Like many European players, Casper Ruud came of age on clay. The son of Christian Ruud, a former pro who achieved a career-high ranking of No. 39, Ruud was groomed for tennis greatness from a young age. At eighteen, he rose to the top-ranked junior tennis player in the world. Now, he is perhaps Scandinavia’s most promising tennis player since the Swedish serve-and-volleyer and former World No. 1, Stefan Edberg.

Incidentally, the young Norwegian’s standout accolade from 2022 was the Stefan Edberg Sportsmanship Award, voted on by his peers. For almost two decades, the honour alternated annually between the sport’s two most beloved icons: the now-retired Roger Federer and Rafael Nadal. 

Ruud breaking that streak may be his most impressive accomplishment from last season, and the etiquette he displayed on-court during the U.S. Open final illustrates just one reason why. Few players would concede a point to their opponent on a technicality during a match with such high stakes, yet Ruud did just that, endearing him to both Alcaraz and the audience.

But his admirable sportsmanship also reflects a fundamental obstacle preventing his rise to the very top of the sport: at best, deference to his competition and at worst, an inferiority complex that stands in his way of becoming one of the sport’s best. 

In a generation of promising tennis talent, Ruud’s consistency and composure stand out. Although his game lacks firepower or big weapons, he has plenty of assets: baseline attrition, a heavy topspin forehand that often sends him airborne and the ability to blunt brute force like few others on the tour.

Ruud upset Canada’s own rising tennis star, Felix Auger-Aliassime, on home soil during the Montreal Masters last August, only letting his big-hitting opponent win three games throughout the entire match. He similarly dispatched the big-serving Matteo Berrettini – the 2021 Wimbledon finalist, known as the “hammer of tennis” – in straight sets en route to the U.S. Open final.
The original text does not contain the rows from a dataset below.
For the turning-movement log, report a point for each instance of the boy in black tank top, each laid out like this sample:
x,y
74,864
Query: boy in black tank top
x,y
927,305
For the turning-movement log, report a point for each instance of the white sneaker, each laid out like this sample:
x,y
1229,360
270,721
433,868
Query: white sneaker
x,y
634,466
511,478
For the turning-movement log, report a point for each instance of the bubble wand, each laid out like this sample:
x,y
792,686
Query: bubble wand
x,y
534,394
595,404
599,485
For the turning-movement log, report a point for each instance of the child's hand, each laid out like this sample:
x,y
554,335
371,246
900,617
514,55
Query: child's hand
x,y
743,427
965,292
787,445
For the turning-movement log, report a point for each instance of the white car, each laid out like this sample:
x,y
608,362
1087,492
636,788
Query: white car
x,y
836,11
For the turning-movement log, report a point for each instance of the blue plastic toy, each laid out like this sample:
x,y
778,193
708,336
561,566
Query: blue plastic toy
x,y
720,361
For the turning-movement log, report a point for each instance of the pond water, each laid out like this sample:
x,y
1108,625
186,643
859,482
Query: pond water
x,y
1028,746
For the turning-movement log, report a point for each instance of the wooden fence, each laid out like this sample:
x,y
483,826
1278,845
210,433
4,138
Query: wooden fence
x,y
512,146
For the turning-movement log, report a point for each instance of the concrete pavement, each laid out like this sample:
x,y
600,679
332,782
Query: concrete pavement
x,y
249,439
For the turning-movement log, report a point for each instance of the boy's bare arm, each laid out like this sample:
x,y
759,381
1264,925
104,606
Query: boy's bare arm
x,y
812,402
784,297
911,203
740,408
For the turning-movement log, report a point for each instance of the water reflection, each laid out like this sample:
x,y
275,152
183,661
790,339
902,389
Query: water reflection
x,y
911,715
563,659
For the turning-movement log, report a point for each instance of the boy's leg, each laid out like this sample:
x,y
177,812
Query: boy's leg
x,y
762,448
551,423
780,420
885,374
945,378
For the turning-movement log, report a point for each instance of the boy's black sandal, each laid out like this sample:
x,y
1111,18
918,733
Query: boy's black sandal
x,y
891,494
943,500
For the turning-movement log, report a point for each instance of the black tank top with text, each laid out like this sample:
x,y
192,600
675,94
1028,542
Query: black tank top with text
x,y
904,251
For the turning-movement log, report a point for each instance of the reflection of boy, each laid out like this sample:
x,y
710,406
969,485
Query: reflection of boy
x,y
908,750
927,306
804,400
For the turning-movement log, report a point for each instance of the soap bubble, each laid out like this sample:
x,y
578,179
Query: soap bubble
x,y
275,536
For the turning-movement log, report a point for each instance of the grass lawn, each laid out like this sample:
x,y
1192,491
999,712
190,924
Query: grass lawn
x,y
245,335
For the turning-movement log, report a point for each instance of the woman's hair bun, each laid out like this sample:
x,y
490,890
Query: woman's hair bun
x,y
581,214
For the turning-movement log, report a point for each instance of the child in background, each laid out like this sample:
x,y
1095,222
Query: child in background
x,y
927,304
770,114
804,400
At the 2022 tour-end ATP finals, featuring the year’s top eight male players, Ruud advanced to the final, losing all but two of his matches, those against the sport’s two remaining all-time greats, Rafael Nadal, in the round-robin stage, and Novak Djokovic in the final. He spent the entire season displaying his potential to beat the sport’s greatest players – but without a killer instinct, may lack the potential to become one himself.

Ruud has yet to establish his dominance this year. Despite being the tournament’s second seed, he suffered an early defeat at last month’s Australian Open and now plans to take the rest of February off to prepare for the American hard court circuit in the Spring. He reached the final of the Miami Open last March, falling to Alcaraz – an unfortunate premonition of their eventual Flushing Meadows final. Whether Ruud will continue his rapid progress this year, or face stagnation, remains to be seen.

The young player’s career has just begun and he has plenty of time to dispel scepticism about his ability to perform on big stages. With next year’s summer Olympics taking place on the red clay of Roland Garros Stadium in Paris, perhaps Ruud has another chance to eschew that earlier locker-room awkwardness with an unflinching resolve to finish first on the podium – but not if he keeps playing like someone that no one expected to advance this far.